8 thoughts on “Dirty Pouring a Record with My Own Mica Paints”

  1. Deby, could you give me some advise on micas? I’m looking at Amazon to buy maybe a set. I’d appreciate any input you have!

    1. Ah, I wish I could but mine were left over from my soap-making days and not made especially for painting. I hear the best you can get are from https://www.colourarte.com/ although I’ve not tried them personally. I’d love to get some samples to try out though.

  2. Deby – I am planning a pour on records. Something you might consider and or comment on is to do a second pour on the reverse side of the record, perhaps one more to your husband’s liking (brighter). That way a person can change the view periodically from one side to the other. It also is a great way to stretch

    1. Yes I think that could work. If you very carefully taped up the back to make sure no drips of paint ran over and then you have a doubled sided artwork! Good tip.

  3. If you like a little shine, Interference by Golden gives it a real pretty sheen. They have several types to pick from. Just mix it with Floetrol. One part interfernce one part Floetrol and and a little water till honey or syrup consistency.

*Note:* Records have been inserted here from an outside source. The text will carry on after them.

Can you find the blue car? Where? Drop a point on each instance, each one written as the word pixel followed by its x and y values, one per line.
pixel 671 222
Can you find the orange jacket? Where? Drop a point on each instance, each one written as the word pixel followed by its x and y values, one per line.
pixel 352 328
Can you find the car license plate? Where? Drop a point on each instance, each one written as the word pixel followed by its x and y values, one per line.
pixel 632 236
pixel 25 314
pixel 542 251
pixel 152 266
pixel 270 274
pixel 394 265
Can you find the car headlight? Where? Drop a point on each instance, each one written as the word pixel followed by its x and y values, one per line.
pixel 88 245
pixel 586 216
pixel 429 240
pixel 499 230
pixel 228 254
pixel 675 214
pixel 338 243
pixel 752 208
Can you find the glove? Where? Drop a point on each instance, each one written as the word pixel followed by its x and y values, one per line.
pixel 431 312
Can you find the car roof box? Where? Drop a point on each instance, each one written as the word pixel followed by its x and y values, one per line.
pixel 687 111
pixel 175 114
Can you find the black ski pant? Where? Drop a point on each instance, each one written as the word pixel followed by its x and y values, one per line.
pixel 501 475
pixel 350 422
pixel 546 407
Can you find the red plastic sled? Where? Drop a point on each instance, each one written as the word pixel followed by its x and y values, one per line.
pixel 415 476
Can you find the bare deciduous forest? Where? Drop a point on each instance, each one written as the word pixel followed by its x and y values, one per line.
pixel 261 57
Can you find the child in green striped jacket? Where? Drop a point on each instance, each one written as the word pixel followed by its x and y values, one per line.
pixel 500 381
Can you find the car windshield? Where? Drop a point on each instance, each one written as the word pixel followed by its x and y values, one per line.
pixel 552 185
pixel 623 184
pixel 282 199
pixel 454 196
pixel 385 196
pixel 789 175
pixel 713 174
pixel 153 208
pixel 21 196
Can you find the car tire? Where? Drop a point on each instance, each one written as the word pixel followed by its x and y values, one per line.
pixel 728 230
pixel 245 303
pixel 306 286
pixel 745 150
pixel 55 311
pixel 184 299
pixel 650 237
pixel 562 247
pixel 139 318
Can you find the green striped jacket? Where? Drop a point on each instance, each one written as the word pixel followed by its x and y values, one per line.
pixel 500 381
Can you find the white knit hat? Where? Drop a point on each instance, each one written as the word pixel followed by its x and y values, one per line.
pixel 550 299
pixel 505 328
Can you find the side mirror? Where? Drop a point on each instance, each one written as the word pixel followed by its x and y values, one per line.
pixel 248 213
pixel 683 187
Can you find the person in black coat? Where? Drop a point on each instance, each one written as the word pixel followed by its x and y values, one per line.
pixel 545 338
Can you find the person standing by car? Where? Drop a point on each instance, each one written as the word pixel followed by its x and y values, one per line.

  4. Loved those gold burgundy colors. Just started following you. How would you suggest to hang these on wall?????

  5. Julie C Alexander

    Mica and other powder pigments, as opposed to a dye, will not ‘dissolve’. They can form a suspension. Finer ground pigments will stay suspended longer and have less ‘gritty’ feel and appearance but will have less glitter, more shine.
    Think of the difference between dissolving salt or sugar in water or stirring dirt into water. Once dissolved, sugar and salt will remain dissolved unless the water dries and they recrystalize. Dirt mixed in water will suspend but large bits drop down and with time if undisturbed it will all settle but if stirred again will look muddy.
    Dyes/stains are molecules that can dissolve in water where pigments are granules that do not break apart down to a molecular level.